We had already noted here that Tesco had filed UCC liens against Wild Rocket and so, presumably, was in some fashion already helping to finance the operation. One other reason for the buyout… it avoids the possibility that Tesco would have to write off loans or advances it may have given these companies.
Jim Jensen, Fresh & Easy’s Director of Fresh Foods, had left to help develop the fresh food program at Walgreens, and Chris Harris, who had been Category Manager Produce and Horticulture at Fresh & Easy (and was a PRODUCE BUSINESS 40-under-Forty Winner) recently left Tesco to assume a new position with C.H. Robinson. Perhaps there will be some minor payroll reductions as a result of the acquisitions. Still, these acquisitions will only give Fresh & Easy more overhead and bigger losses.
There are a lot of signs Tesco still hasn’t learned its lessons in America. You would have thought the turnover in produce would be an excellent opportunity to hire some American leadership. Instead, Tesco sent Tim Lee to Fresh & Easy from Tesco’s corporate headquarters. Tim Lee’s position was corporate director of produce group procurement, and he had been charged with developing a global procurement effort for Tesco. We are sure he is brilliant, but Tesco has a penchant for treating the US like an underdeveloped country where managerial talent has to be imported, and this remains a major cause of its problems. Why not hire Bruce Peterson? Or bring in Dick Spezzano and Bob DiPiazza as consultants.
We see this whole transaction as Tesco “paying its bills” in preparation for the next step. The current operation is untenable. It is either going to give up and close up or do something dramatic that will hide the losses in a big US acquisition. We’ve previously suggested Meijer as ideal for Tesco — as Tesco needs a supercenter concept to effectively compete against Wal-Mart.
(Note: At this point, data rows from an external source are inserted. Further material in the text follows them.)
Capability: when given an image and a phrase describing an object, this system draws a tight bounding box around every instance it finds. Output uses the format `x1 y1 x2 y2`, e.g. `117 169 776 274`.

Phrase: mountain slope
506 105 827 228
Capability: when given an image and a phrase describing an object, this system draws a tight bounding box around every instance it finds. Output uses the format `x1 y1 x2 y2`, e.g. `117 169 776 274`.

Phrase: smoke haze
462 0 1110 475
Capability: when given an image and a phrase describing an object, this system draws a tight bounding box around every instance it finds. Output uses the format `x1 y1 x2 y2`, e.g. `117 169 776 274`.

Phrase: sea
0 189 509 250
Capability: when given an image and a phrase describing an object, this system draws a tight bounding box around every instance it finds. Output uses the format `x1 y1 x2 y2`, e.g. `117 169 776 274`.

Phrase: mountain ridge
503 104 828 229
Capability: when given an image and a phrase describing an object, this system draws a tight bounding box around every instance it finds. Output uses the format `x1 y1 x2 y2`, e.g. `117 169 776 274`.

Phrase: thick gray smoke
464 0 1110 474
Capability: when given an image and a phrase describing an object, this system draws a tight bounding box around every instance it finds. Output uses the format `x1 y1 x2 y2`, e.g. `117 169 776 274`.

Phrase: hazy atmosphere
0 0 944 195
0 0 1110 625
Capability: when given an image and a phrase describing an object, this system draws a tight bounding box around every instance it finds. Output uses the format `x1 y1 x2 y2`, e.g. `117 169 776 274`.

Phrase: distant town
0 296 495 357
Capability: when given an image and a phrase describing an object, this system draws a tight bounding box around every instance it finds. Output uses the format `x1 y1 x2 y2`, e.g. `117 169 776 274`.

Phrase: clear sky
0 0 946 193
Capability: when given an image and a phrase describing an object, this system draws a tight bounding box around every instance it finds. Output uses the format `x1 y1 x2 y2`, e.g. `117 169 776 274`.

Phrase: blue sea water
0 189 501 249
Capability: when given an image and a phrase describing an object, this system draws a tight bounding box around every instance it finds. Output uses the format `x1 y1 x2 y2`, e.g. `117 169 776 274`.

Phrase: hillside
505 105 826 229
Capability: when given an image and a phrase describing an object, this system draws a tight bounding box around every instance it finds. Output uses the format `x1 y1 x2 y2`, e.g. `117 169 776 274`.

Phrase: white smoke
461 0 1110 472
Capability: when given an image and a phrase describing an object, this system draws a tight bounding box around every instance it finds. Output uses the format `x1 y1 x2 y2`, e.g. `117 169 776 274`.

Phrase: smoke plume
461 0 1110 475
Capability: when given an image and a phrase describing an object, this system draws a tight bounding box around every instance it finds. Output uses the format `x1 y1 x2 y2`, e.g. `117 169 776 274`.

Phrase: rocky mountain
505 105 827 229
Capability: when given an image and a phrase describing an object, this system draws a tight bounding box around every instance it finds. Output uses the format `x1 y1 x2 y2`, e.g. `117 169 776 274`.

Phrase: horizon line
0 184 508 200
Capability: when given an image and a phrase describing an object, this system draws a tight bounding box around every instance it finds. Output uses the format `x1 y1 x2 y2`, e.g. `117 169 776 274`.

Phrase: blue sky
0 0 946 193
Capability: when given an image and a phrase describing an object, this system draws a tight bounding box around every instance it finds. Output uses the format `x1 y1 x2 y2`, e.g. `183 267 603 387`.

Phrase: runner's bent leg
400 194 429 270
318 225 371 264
In the past, there have been rumors Tesco was interested in Whole Foods; more recently that Tesco might come to the rescue of Supervalu, either by buying the whole operation or by paying cash for Save-a-lot.
Save-a-lot is composed of mostly franchise stores. The way out of Fresh & Easy might be to franchise them out and just operate as a wholesaler.
Of course, maybe while in Minneapolis to kick the tires at Supervalu, Tesco might visit the folks at Target. In Britain, Tesco is seeking to boost non-food sales. It needs supercenters to compete with Wal-Mart. There is only one national player that meets these criteria… perhaps it will be a Target in more ways than one.